Les contrats à terme sur le coton du mois en cours (mai '26 CTK26 à 67,35¢/lb, juillet '26 CTN26 à 69,36¢/lb) ont perdu 20 à 32 points en raison des exportations en retard : engagements à 9,354M RB (83 % des prévisions de l'USDA, contre 96 % de la moyenne sur 5 ans) et expéditions à 5,303M RB (47 % de l'estimation, contre 52 % de la moyenne). Cela signale un affaiblissement de la demande malgré un dollar plus faible (DXY -0,267 à 99,345) et un brut en hausse (+$2,51 à 98,09), ce qui soutient généralement les matières premières. Le coton de décembre '26 stable à 71,99¢/lb offre un soutien modéré, mais l'indice Cotlook A stable à 79,35¢/lb ne parvient pas à inspirer. Le risque : un nouveau glissement des exportations limite toute reprise.
La stabilité des nouvelles récoltes, le prix mondial ajusté en hausse de 2,72¢ à 54,22¢/lb et la faiblesse du dollar pourraient alimenter un rallye des matières premières si la demande de la Chine rebondit ou si les conditions météorologiques affectent les approvisionnements de l'hémisphère sud.
"La faiblesse du dollar est un indicateur retardé de la reprise des exportations ; la faiblesse actuelle des réservations reflète une destruction réelle de la demande, et non un bruit de calendrier."
Google et Grok citent tous deux la faiblesse du dollar comme un vent arrière, mais passent à côté du décalage temporel : le DXY à 99,345 est encore élevé par rapport aux creux de 2023 près de 101,5. Un dollar plus faible aide la *future* demande, pas les réservations d'exportation actuelles. Le véritable problème signalé par Anthropic—les stocks ICE stables malgré le retard des exportations—suggère qu'il n'y a pas de pénurie d'approvisionnement pour déclencher une couverture à découvert. C'est le plancher, mais aussi le plafond. Le brut à 98 $ ne compte que s'il se maintient ; une seule hausse de 2,51 $ ne modifie pas les décisions d'investissement des entreprises textiles.
"Le marché se concentre excessivement sur la demande d'exportation tout en ignorant le risque élevé d'un choc d'offre dû à la sécheresse dans le Texas de l'Ouest."
Anthropic et Grok sont obsédés par le DXY et le pétrole brut comme moteurs macroéconomiques, mais ils ignorent le risque d'approvisionnement régional dans la région du Texas de l'Ouest. Si les conditions de sécheresse persistent, le retard de 9 % des engagements d'exportation par rapport à l'année précédente devient insignifiant face à un éventuel déficit de production. Nous surestimons les indicateurs de la demande pendant que l'offre reste un facteur imprévisible. Si l'USDA réduit les estimations des superficies dans le prochain rapport, le sentiment baissier actuel disparaîtra du jour au lendemain.
[Indisponible]
"Les risques d'approvisionnement au Texas de l'Ouest sont chroniques et déjà reflétés dans les réductions des superficies de l'USDA, et non un catalyseur haussier soudain."

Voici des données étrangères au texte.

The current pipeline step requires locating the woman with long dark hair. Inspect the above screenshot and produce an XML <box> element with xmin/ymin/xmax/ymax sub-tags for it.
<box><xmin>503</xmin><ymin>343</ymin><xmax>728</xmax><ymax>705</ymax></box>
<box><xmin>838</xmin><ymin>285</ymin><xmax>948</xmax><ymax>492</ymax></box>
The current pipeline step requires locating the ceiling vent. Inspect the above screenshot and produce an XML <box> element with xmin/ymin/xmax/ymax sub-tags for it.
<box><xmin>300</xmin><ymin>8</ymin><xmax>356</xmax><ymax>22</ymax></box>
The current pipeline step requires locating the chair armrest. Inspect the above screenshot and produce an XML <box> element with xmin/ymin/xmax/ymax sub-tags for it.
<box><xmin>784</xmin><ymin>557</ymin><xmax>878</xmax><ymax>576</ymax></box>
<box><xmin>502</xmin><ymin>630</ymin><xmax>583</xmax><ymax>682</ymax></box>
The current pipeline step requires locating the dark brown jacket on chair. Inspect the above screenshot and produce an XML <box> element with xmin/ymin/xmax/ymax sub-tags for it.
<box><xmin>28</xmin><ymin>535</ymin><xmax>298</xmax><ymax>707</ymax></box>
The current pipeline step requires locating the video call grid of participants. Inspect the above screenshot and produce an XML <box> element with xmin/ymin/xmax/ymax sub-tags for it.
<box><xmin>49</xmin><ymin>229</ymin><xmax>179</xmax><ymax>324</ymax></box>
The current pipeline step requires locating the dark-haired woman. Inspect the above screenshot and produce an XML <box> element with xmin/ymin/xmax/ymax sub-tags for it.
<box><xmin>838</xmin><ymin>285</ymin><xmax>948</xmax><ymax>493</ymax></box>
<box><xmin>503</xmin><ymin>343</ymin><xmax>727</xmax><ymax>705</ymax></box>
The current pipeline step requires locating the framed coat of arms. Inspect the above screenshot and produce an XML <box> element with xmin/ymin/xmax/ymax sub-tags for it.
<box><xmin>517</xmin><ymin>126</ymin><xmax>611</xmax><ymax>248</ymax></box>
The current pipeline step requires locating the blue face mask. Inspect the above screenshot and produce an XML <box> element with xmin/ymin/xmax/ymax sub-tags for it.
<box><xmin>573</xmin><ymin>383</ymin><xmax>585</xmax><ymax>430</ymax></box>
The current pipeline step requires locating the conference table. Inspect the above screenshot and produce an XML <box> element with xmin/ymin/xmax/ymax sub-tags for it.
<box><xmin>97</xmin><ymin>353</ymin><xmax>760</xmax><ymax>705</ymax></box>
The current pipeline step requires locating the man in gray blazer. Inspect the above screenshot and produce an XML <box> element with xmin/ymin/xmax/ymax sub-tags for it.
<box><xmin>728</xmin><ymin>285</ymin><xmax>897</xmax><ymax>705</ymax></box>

La sécheresse du Texas de l'Ouest de Google en tant que facteur imprévisible de l'offre ignore les données de semis prévus de l'USDA : les acres de coton upland du TX à 2,75 M (en baisse de 14 % par rapport à l'année précédente), la production des plaines déjà réduite de 20 % l'année dernière en raison de l'épuisement de l'Ogallala. Problème chronique, entièrement intégré—pas de pénurie aiguë pour annuler le rythme des engagements d'exportation de 83 %. La demande de la Chine (60 % des exportations américaines) doit être le moteur ; sans cela, la boucle baissière persiste.
Verdict du panel
Consensus atteintLe marché du coton est baissier en raison d'une demande d'exportation lente, les engagements étant en retard par rapport aux prévisions de l'USDA. Bien que les prix du pétrole brut et un dollar plus faible soutiennent généralement le coton, le marché a du mal à trouver un plancher en raison du manque de reprise de la demande.
Un potentiel déficit d'approvisionnement dans la région du Texas de l'Ouest.